AN IMPORTANT DIARY OF THE 1901-1903 GERMAN GAUSS EXPEDITION UNDER ERICH VON DRYGALSKI. Vahsel, Second Officer on the Gauss describes the progress of the expedition from its departure from Kiel; on 1 January 1902 the Gauss reaches the Îles Kerguelen, where they establish a magnetic and meteorological station; they leave Kerguelen on 31 January and enter the pack ice on 14 February; on 21 February they sight land (named Kaiser Wilhelm II Land by Drygalski, now Wilhelm II Coast), and on the same day the Gauss becomes stuck in the ice. It was to be the second ship to winter in the pack. One of the most interesting sections of the diary is from 18 to 26 March 1902, when the first sledging expedition, composed of four men including Vahsel, was sent out, and on 21 March discovered an ice-free hill protruding through the ice; this was named Gaussberg. On 29 March Vahsel describes Drygalski's ascent to a height of 480 metres in a hydrogen balloon (from which he photographed Gaussberg, and reported his observations by telephone). Further sledging expeditions followed on 4-16 April and 22 April - 15 May. The winter on the well-equipped Gauss was spent amid relative comfort in a jovial atmosphere compared in another account to that of a cosy German hamlet in winter. Further sledging took place in the spring, but from mid-January 1903 the expedition was chiefly preoccupied with escaping from the pack ice, an end which was achieved by the ingenious device of laying a trail of ash and rubbish, which absorbed the sunlight and created a lead, eventually split by a fortuitous swell on 8 February. Vahsel's diary ends with the Gauss cruising round the coast in search of safe winter quarters, shortly before Drygalski's decision, at the end of March, to retreat from the pack ice. The ship reached South Africa on 9 June, and returned to Kiel on 24 November.

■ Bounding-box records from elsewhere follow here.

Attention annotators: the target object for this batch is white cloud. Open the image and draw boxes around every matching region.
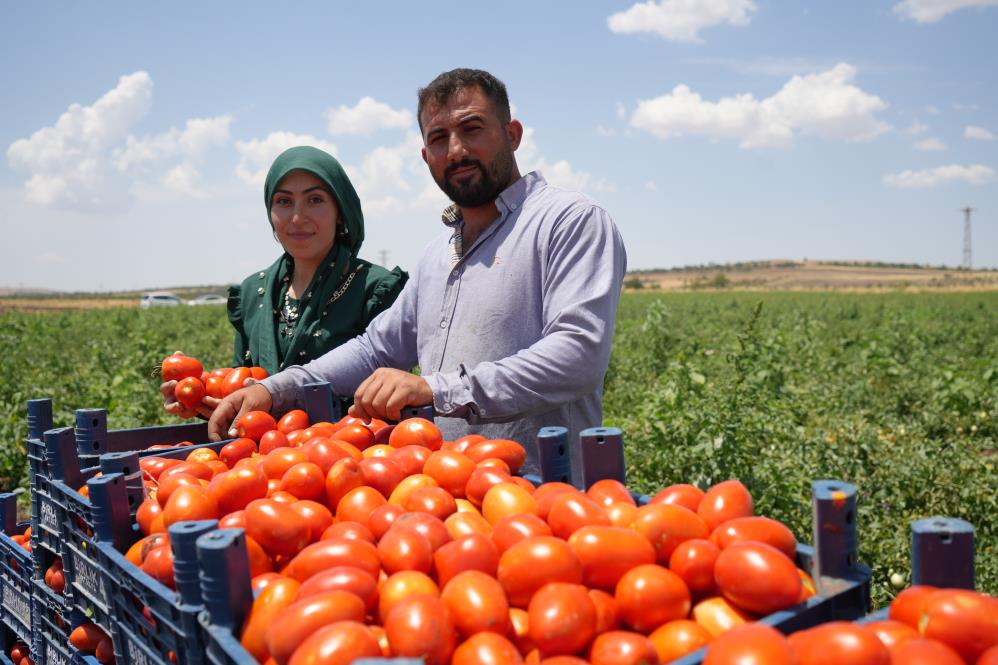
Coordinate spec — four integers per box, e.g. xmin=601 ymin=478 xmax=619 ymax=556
xmin=630 ymin=63 xmax=890 ymax=148
xmin=7 ymin=71 xmax=153 ymax=211
xmin=326 ymin=97 xmax=412 ymax=135
xmin=163 ymin=163 xmax=205 ymax=198
xmin=963 ymin=125 xmax=995 ymax=141
xmin=884 ymin=164 xmax=995 ymax=189
xmin=915 ymin=138 xmax=946 ymax=151
xmin=606 ymin=0 xmax=756 ymax=44
xmin=236 ymin=132 xmax=336 ymax=187
xmin=114 ymin=115 xmax=232 ymax=171
xmin=894 ymin=0 xmax=998 ymax=23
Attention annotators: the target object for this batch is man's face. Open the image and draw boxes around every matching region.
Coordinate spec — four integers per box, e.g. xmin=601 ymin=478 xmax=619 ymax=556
xmin=422 ymin=88 xmax=523 ymax=208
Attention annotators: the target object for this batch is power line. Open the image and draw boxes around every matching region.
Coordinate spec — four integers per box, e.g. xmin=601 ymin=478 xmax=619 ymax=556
xmin=959 ymin=206 xmax=976 ymax=270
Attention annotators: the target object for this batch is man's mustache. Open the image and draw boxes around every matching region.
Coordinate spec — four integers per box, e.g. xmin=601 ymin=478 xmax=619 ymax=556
xmin=444 ymin=159 xmax=485 ymax=177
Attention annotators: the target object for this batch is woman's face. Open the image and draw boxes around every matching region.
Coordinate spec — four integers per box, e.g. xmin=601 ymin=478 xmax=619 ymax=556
xmin=270 ymin=171 xmax=340 ymax=264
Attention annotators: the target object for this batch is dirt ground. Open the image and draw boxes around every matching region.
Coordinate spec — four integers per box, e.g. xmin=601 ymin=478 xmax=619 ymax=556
xmin=628 ymin=261 xmax=998 ymax=291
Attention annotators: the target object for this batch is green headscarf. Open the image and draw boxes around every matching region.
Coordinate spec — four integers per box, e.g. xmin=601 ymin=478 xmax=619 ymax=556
xmin=263 ymin=145 xmax=364 ymax=256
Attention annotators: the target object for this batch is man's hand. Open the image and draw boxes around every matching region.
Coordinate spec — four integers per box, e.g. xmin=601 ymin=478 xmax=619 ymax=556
xmin=349 ymin=368 xmax=433 ymax=420
xmin=208 ymin=379 xmax=273 ymax=441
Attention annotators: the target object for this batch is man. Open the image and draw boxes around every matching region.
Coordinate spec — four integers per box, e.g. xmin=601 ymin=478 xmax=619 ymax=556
xmin=209 ymin=69 xmax=626 ymax=470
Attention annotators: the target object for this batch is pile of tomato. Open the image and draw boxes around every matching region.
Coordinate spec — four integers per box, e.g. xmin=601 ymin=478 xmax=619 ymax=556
xmin=704 ymin=586 xmax=998 ymax=665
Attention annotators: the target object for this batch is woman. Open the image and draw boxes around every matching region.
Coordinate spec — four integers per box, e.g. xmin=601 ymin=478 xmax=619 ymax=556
xmin=161 ymin=146 xmax=408 ymax=416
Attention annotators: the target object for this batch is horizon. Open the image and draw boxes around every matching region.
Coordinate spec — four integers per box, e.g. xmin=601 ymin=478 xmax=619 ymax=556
xmin=0 ymin=0 xmax=998 ymax=292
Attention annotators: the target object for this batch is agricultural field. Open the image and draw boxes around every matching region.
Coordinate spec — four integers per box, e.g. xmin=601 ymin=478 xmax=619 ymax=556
xmin=0 ymin=292 xmax=998 ymax=605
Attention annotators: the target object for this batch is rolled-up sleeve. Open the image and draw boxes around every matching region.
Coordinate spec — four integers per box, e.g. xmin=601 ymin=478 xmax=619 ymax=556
xmin=425 ymin=205 xmax=627 ymax=424
xmin=261 ymin=275 xmax=418 ymax=412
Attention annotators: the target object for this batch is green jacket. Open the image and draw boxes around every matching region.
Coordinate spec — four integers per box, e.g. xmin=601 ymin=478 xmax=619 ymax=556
xmin=229 ymin=255 xmax=408 ymax=374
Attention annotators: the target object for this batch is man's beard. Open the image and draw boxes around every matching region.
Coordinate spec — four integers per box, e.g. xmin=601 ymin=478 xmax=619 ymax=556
xmin=437 ymin=150 xmax=514 ymax=208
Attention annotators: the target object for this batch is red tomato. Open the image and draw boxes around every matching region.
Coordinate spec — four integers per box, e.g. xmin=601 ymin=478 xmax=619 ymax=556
xmin=258 ymin=429 xmax=294 ymax=455
xmin=245 ymin=499 xmax=312 ymax=556
xmin=378 ymin=529 xmax=433 ymax=575
xmin=451 ymin=633 xmax=523 ymax=665
xmin=222 ymin=367 xmax=253 ymax=397
xmin=218 ymin=439 xmax=256 ymax=469
xmin=697 ymin=480 xmax=752 ymax=529
xmin=277 ymin=409 xmax=308 ymax=434
xmin=669 ymin=538 xmax=721 ymax=595
xmin=173 ymin=376 xmax=206 ymax=409
xmin=378 ymin=570 xmax=440 ymax=624
xmin=589 ymin=589 xmax=620 ymax=635
xmin=422 ymin=450 xmax=475 ymax=499
xmin=710 ymin=517 xmax=797 ymax=561
xmin=160 ymin=353 xmax=204 ymax=381
xmin=613 ymin=564 xmax=690 ymax=633
xmin=651 ymin=484 xmax=704 ymax=512
xmin=289 ymin=621 xmax=382 ymax=665
xmin=887 ymin=585 xmax=939 ymax=630
xmin=714 ymin=541 xmax=801 ymax=614
xmin=496 ymin=536 xmax=582 ymax=607
xmin=527 ymin=582 xmax=596 ymax=655
xmin=648 ymin=619 xmax=714 ymax=663
xmin=703 ymin=623 xmax=796 ymax=665
xmin=692 ymin=596 xmax=755 ymax=637
xmin=790 ymin=621 xmax=891 ymax=665
xmin=631 ymin=503 xmax=710 ymax=565
xmin=284 ymin=538 xmax=381 ymax=582
xmin=433 ymin=534 xmax=499 ymax=587
xmin=236 ymin=411 xmax=277 ymax=441
xmin=163 ymin=485 xmax=219 ymax=528
xmin=890 ymin=638 xmax=964 ymax=665
xmin=547 ymin=492 xmax=610 ymax=539
xmin=326 ymin=457 xmax=364 ymax=508
xmin=492 ymin=514 xmax=552 ymax=554
xmin=265 ymin=591 xmax=365 ymax=665
xmin=440 ymin=570 xmax=510 ymax=636
xmin=207 ymin=462 xmax=267 ymax=515
xmin=281 ymin=462 xmax=326 ymax=501
xmin=589 ymin=630 xmax=659 ymax=665
xmin=288 ymin=499 xmax=333 ymax=541
xmin=385 ymin=594 xmax=457 ymax=665
xmin=388 ymin=418 xmax=443 ymax=450
xmin=296 ymin=566 xmax=378 ymax=612
xmin=464 ymin=439 xmax=527 ymax=473
xmin=568 ymin=526 xmax=655 ymax=591
xmin=464 ymin=466 xmax=513 ymax=507
xmin=918 ymin=589 xmax=998 ymax=663
xmin=865 ymin=619 xmax=919 ymax=649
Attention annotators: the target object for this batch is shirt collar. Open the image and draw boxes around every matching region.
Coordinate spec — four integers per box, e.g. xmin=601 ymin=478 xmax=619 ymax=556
xmin=440 ymin=171 xmax=547 ymax=228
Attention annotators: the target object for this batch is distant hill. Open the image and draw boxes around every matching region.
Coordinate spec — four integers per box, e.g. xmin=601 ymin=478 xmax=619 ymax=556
xmin=626 ymin=260 xmax=998 ymax=291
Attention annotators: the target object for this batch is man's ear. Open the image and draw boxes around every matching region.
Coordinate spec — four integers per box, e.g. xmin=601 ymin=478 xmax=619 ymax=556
xmin=506 ymin=120 xmax=523 ymax=150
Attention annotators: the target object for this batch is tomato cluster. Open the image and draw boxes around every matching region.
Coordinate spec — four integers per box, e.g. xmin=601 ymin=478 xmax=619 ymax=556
xmin=704 ymin=586 xmax=998 ymax=665
xmin=117 ymin=411 xmax=836 ymax=665
xmin=7 ymin=642 xmax=35 ymax=665
xmin=69 ymin=622 xmax=114 ymax=664
xmin=160 ymin=353 xmax=267 ymax=418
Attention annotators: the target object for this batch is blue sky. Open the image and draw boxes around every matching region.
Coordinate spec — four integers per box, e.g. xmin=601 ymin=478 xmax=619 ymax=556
xmin=0 ymin=0 xmax=998 ymax=290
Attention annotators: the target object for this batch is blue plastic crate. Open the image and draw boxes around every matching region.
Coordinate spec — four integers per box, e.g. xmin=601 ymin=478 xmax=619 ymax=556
xmin=0 ymin=612 xmax=31 ymax=665
xmin=31 ymin=580 xmax=103 ymax=665
xmin=0 ymin=493 xmax=34 ymax=640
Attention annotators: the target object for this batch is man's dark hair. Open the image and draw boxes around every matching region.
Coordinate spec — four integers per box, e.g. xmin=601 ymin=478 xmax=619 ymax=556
xmin=416 ymin=67 xmax=511 ymax=131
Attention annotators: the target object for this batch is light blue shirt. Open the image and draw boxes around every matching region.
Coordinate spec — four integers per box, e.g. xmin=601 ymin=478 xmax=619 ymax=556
xmin=263 ymin=172 xmax=627 ymax=470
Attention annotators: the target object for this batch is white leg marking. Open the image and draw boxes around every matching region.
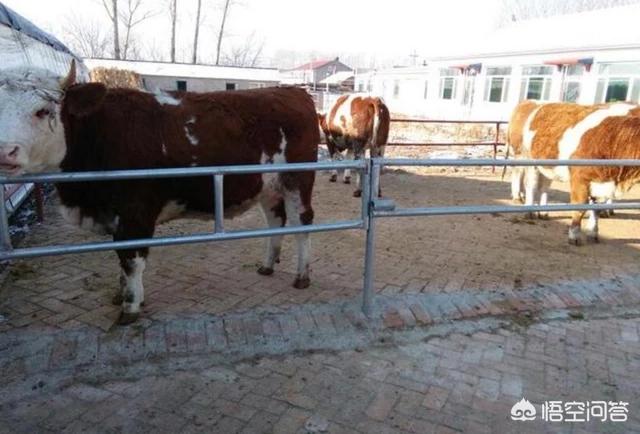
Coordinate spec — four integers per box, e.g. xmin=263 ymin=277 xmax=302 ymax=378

Richard Vahsel returned to the Antarctic as captain of Filchner's vessel Deutschland, and died, apparently of an old illness, on that expedition on 8 August 1912. Erich von Drygalski's expedition was conceived as a complement to Scott's contemporaneous venture on the Ross sea. Though lacking in any sensational successes or failures, and overshadowed by the more celebrated Discovery expedition, the Gauss expedition was distinguished by a wide-ranging and thorough scientific programme, which included the use of a meteorological kite and a windmill to generate electricity, the drilling of holes 30 metres into icebergs to observe temperature and ice conditions, the recording of penguins on an Edison phonograph and the discovery of 600 miles or more of new coastline. The expedition's findings were published by Drygalski over a 26-year period, from 1905 to 1931, in 20 volumes.